К четвергу Саша действительно достал деньги: пятьсот рублей за тысячу, а на воскресенье ночью был назначен уход — приходился день на второе мая.

— А не лучше ли днем уйти? — усомнился Колесников. — Ночью, того-этого, еще хватятся.

— Нет. Если я уйду днем, мать узнает ночью… пусть лучше утром узнает, тогда народ. Я в окно уйду, никто не услышит.

— Сестре письмо оставь.

Саша промолчал и с неудовольствием подумал: «Какой нетактичный, не понимает, что об этом не надо говорить и что я сам все знаю». Вообще, в эти последние дни, проведенные дома, он был крайне холоден с Колесниковым и ни разу прямо не взглянул на него, как-то слишком даже гордо обособился в своем горе и думах. И Колесников, не находивший себе места от бурного волнения и безысходных мыслей об Елене Петровне, уже со злобой поглядывал на его спокойно-замкнутое лицо и белые, спокойно положенные на колени руки: «Какой же ты, братец, гордый, недаром генеральский сынок!» Но прямо высказаться не смел и даже, наоборот, относился с особой предупредительностью и, чувствуя ее, еще больше возмущался Сашей и собой.
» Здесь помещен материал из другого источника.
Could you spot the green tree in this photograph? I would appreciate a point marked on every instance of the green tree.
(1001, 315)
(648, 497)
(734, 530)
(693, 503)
Что-то путаное появилось в его мыслях, поступках и даже желаниях, и насколько тверды были последние Сашины шаги, настолько у него все колебалось и прыгало лихорадочно. То без толку хохотал и сыпал «того-этого», то мрачно супился и свирепо косил своим круглым, лошадиным глазом; по нескольку раз в день посылал Саше записки и вызывал его за каким-нибудь вздорным делом, и уже не только Елене Петровне, а и прислуге становились подозрительны его посланцы — оборванные городские мальчишки, вороватые и юркие, как мышата. Раз, блаженно улыбаясь, пошел к Саше в новых сапогах, чтобы показаться, но на полдороге плюнул и повернул назад: «Еще подумает, обрадовался деньгам, — о, чтоб черт всех вас побрал!» Перестал спать по ночам. А когда пробовал задуматься о дальнейшем или твердо установить смысл ухода, то оказывалось, что все прежние мысли забыты, остались какие-то кончики, обглоданные селедочные хвостики; и начиналась такая дикая неразбериха, что хоть в сумасшедший дом. Службу бросил и, рискуя подвести глубоко запрятанного Андрея Ивановича, матросика, почти каждый день шатался к нему.

— Беспокоит меня Погодин, — говорил он солидно, — не знаю, как и быть, того-этого.

— Что, боится?

— Ну вот, боится!.. Конечно нет. Не нашего он поля ягода, того-этого, вот что.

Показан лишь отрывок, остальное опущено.